No, this isn’t a commentary on Meghan Trainor’s song.
Take me on a date.
I deserve it, babe.
And don’t forget the flowers every anniversary.
Cuz if you treat me right
I’ll be the perfect wife
Buy-buying what you need.
And frankly, I’m not a huge fan of Miss Trainor, period, given her distasteful and inconsiderate remarks regarding anorexia. For those that don’t know, when asked in an interview about her “body positive” song, All About That Bass, she so eloquently said,
“I wasn’t strong enough to have an eating disorder…I tried to go anorexic for a good three hours. I ate ice and celery, but that’s not even anorexic. And I quit. I was like, ‘Ma, can you make me a sandwich? Like, immediately.’”
“Go anorexic?!” There are no. words. that give justice to the degree of insensitivity and ignorance uttered in that statement.
So the thought of allowing another person to love me has been an area of my life that I have pushed aside for a long time, feeling as though I was unworthy. But through realizing that I, in fact, do have worth, simply for being a child of God, I have decided to slowly crack that door open and be open to love. Maybe not actively seeking it, but I will be open to the possibility of it.
So, this letter is something that is on my heart that I thought I would share with my favorite people:)
Dear Future Husband,
I do not know who you are yet, but I want you to know that you’re in my heart. My heart, which for a long time has been closed to love, is slowly opening up to that idea. Like a flower blooming towards the sun.

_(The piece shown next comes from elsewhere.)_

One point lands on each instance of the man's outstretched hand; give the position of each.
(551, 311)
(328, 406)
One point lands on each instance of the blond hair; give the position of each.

Even though I do not know your face or your name, I feel close to you. Because I pray for you every day.
I pray that, wherever you are in the world, you are being shaped into who you’re made to be. The man after God’s heart.
And I pray that my heart is being prepared to love you, and to receive your love.
You see, there’s something that you need to know about me.
It is hard for me to accept love.
From myself, from others, and, yes, you.
But I am praying for God to transform my heart so that I will be able to receive it fully.
And I know that He will. I know that once my heart is ready for that, I will meet you, and want to give my heart to you completely.
There’s something else that I want you to know.
I love you.
Sitting here in 2015, I love you — you — whom I do not know.
And my love for you is not just an idea. It is an action.
An action that I live out, everyday. You see, I am saving myself for you.
Is that hard to do? Yes. Is it a sacrifice on a lot of levels? Yes.
I love you enough to wait.
I love myself enough to wait.
In learning to love myself for who I am, I have realized that I truly am precious. Worthy. Enough. And I am worth waiting for. I love myself enough that I am not going to give the amazing gift that I am to just anyone. I am going to save it for you.
Because you are my husband. The man who I will love forever. The man who I will stand and unite with before God.
Lastly, I want you to know that I’m broken goods.
I have been put back together, but I am fragile. And there will be some days that are harder than others.
It is in those times that I ask for patience. Recovery is something that you cannot do for me. Only I can do it. Only He can do it.
So I just ask that you love me through those tough times.
Marriage is a beautiful union. One that is forever. You. Me. And God.
An adventure that I look forward to. An exciting chapter that is yet to come.